Inexpensive USB Type-c Power Bank?

Type-c Power Bank ReviewHello everyone and welcome to your next Geek Tripp. In this article, I’ll be reviewing the Quantum 10000 mAh USB Type-c External Battery. It’s an inexpensive power bank that utilizes the soon-to-be new standard of USB: type-c. For those who aren’t aware, type-c is the new reversible successor to the micro USB. The downside, of course, being that we have to buy all new chargers, cables and power banks. Unfortunately, there aren’t many options when it comes to USB type-C battery banks. Today, I’ll be reviewing this cost effective option for those in the market.

Build Quality

For $30, I wouldn’t expect much in the way of waterproofing, drop resistance or build quality, but I must say that I was quite impressed. The power bank comes with a glossy, plastic top and a matte rubberized finish on the bottom 90% for a modern and elegant look. It won’t stand up to major drops, but it will be great for day to day use. Both the glossy and matte finishes enjoy taking fingerprints, but the rubberized part that covers the majority of the bank is much better at resisting those smudges. The issue is that once they’re there, they’re tough to get off.

The power bank also comes with a built-in LED flashlight. You activate it be holding down the power button on the bank. It isn’t the best flashlight, but as a simple add-on to a giant battery, I can’t complain. It could be brighter, but it’s capable enough.

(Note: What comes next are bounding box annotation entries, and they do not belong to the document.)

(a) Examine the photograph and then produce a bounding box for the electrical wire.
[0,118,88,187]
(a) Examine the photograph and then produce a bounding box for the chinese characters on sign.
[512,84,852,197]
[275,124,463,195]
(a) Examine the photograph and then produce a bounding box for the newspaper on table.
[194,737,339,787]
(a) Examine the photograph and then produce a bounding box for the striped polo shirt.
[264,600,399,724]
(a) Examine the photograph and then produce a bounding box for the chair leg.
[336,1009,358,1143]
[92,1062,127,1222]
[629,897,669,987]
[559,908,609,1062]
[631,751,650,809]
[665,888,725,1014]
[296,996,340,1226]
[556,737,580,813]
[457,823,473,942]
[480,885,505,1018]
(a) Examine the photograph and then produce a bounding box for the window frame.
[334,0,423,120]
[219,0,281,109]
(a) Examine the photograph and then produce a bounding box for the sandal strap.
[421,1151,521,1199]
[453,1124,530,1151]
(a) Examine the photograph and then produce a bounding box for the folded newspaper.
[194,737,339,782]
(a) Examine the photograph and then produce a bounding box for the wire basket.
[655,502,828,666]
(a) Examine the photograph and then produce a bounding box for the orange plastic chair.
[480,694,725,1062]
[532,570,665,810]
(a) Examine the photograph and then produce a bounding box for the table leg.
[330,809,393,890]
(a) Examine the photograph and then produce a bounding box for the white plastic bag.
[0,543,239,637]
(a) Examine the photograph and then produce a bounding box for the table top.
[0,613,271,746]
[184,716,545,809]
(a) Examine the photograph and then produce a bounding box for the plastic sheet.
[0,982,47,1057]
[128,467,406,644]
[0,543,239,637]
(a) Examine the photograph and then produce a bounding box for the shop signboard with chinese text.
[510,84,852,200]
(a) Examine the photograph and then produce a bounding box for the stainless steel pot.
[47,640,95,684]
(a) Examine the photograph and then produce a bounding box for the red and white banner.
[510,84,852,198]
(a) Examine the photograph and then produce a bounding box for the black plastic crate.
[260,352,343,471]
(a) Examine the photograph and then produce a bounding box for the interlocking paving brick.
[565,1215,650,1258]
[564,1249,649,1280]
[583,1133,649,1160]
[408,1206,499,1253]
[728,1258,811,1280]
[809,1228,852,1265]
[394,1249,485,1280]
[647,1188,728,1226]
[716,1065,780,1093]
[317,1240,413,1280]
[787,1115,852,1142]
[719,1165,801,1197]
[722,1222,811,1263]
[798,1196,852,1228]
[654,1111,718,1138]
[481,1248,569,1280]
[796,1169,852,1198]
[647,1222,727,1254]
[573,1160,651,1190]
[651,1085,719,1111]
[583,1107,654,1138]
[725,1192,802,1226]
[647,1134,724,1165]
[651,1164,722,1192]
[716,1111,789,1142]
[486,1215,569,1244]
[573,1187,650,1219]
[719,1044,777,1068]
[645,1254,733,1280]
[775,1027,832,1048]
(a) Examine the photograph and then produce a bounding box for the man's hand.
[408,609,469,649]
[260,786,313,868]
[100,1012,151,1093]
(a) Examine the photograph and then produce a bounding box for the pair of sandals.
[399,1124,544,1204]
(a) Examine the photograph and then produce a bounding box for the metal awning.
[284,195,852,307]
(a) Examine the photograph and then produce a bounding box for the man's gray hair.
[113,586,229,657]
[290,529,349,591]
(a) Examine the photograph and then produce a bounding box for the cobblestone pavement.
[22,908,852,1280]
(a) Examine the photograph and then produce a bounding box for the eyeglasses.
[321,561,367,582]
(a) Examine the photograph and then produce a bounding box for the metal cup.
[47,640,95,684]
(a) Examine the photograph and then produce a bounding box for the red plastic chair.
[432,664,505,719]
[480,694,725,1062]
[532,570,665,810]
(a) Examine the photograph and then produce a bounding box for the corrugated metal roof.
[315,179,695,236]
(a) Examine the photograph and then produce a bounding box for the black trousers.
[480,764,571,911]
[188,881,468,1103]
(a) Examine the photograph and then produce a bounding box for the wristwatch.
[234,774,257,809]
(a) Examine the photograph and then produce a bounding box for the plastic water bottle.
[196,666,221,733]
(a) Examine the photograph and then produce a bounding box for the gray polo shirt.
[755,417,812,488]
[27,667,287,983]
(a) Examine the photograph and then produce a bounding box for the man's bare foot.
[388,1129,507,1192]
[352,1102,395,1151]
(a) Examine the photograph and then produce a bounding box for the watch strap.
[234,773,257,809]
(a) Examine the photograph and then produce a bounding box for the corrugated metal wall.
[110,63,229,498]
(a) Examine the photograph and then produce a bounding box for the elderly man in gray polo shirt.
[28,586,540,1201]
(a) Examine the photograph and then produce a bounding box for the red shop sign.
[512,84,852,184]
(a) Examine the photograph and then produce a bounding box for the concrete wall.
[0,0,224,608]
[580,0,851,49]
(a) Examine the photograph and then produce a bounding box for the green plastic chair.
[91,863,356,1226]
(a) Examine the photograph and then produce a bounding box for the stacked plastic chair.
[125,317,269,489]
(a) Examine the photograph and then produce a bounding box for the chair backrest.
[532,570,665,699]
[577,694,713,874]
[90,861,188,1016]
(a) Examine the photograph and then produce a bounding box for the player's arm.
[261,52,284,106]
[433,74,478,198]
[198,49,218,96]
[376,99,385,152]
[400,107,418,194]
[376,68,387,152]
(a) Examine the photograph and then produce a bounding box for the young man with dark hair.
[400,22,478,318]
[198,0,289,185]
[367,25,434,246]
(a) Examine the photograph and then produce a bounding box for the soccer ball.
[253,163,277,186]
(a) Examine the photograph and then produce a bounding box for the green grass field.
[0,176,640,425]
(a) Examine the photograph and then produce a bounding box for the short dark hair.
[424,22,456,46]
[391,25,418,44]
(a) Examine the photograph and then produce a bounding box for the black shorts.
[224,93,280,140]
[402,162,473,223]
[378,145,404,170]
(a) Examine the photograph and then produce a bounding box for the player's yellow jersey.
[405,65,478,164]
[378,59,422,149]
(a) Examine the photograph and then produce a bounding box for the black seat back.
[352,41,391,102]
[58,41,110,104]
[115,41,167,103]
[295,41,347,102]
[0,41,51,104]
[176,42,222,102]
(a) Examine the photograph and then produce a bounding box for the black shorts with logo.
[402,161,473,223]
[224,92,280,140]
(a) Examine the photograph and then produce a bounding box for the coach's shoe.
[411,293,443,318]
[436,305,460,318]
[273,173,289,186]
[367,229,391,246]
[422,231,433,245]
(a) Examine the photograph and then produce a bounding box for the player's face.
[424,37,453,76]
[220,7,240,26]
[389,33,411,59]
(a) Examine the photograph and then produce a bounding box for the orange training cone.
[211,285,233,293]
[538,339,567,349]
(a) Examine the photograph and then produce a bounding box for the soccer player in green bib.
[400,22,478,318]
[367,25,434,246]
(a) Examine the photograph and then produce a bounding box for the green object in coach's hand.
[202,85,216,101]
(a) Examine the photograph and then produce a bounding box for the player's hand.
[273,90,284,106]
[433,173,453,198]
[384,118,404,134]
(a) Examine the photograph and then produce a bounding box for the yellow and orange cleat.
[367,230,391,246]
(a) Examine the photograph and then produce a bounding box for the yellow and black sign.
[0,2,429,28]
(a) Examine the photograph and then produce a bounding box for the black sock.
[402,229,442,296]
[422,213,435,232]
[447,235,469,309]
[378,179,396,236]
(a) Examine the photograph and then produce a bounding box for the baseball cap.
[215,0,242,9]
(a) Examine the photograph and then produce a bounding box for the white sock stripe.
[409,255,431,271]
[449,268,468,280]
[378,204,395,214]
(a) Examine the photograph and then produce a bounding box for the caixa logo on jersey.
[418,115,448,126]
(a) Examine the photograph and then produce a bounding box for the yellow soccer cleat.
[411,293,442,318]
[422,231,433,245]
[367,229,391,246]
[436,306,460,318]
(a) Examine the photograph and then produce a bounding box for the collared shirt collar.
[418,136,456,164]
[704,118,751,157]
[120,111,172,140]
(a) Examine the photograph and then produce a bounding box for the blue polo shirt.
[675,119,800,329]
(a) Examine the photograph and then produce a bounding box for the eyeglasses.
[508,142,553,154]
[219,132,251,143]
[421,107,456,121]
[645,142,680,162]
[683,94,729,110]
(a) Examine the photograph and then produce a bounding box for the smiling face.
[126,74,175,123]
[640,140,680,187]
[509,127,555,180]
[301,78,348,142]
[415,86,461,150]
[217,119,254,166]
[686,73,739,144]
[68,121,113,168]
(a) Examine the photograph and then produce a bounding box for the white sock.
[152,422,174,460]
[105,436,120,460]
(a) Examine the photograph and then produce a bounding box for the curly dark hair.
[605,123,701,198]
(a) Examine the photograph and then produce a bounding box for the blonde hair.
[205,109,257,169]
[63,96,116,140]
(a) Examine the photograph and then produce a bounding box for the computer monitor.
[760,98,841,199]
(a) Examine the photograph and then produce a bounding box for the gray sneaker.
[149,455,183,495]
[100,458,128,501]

There are some images below that give you an idea.

Instead of the typical 4 or 5 LED lights to indicate the battery’s charge, the Quantum comes with an actual percentage. As far as it’s accuracy, I’ll be discussing that later.

Ports

Type-c Power Bank Review

With this being a relatively medium sized battery bank, don’t expect it to have 10 USB ports. Really, it’s kept pretty simple. There’s one USB Type-c, that is used for both input and output. This is another nice feature of Type-c. It has an output current of 5 volts and 3 amps. This is exactly what the Nexus 6p utilizes in the Nexus version of fast charging. It can also send power. It’s detected which automatically. What’s nice is that you can simply take the cable out of the wall socket (assuming your wall socket is type-c) and stick it right in your phone.

It also comes with a Micro USB port for charging the bank, so if you’re at a friends house with only Micro USB, you’re still able to charge it. Lastly, it has a Qualcomm Quick Charge 2.0 USB port.

Battery

I know it seems it’s all love for the Quantum, but unfortunately there is a fatal flaw. When it comes to available juice, it’s primary function might I add, it falls flat. One thing to keep in mind when it comes to the transfer of power, there will always be inefficiency. This means not all of the power output will be utilized. There will be some loss. With that said, Quantum’s 10k mAh battery is only capable of charging my Nexus 6P’s 3400mAh battery once. I would expect a good two charges out of such a large battery. This means over 50% of the battery is being lost in the power transfer. That is simply absurd and should never be the case. The strange thing is that either the percentage given is extremely off, or the battery simply isn’t 10k mAh. The reason being that it’s capable of charging about a percentage every 15 seconds. That’s far too fast for 10k mAh, quick charge or not.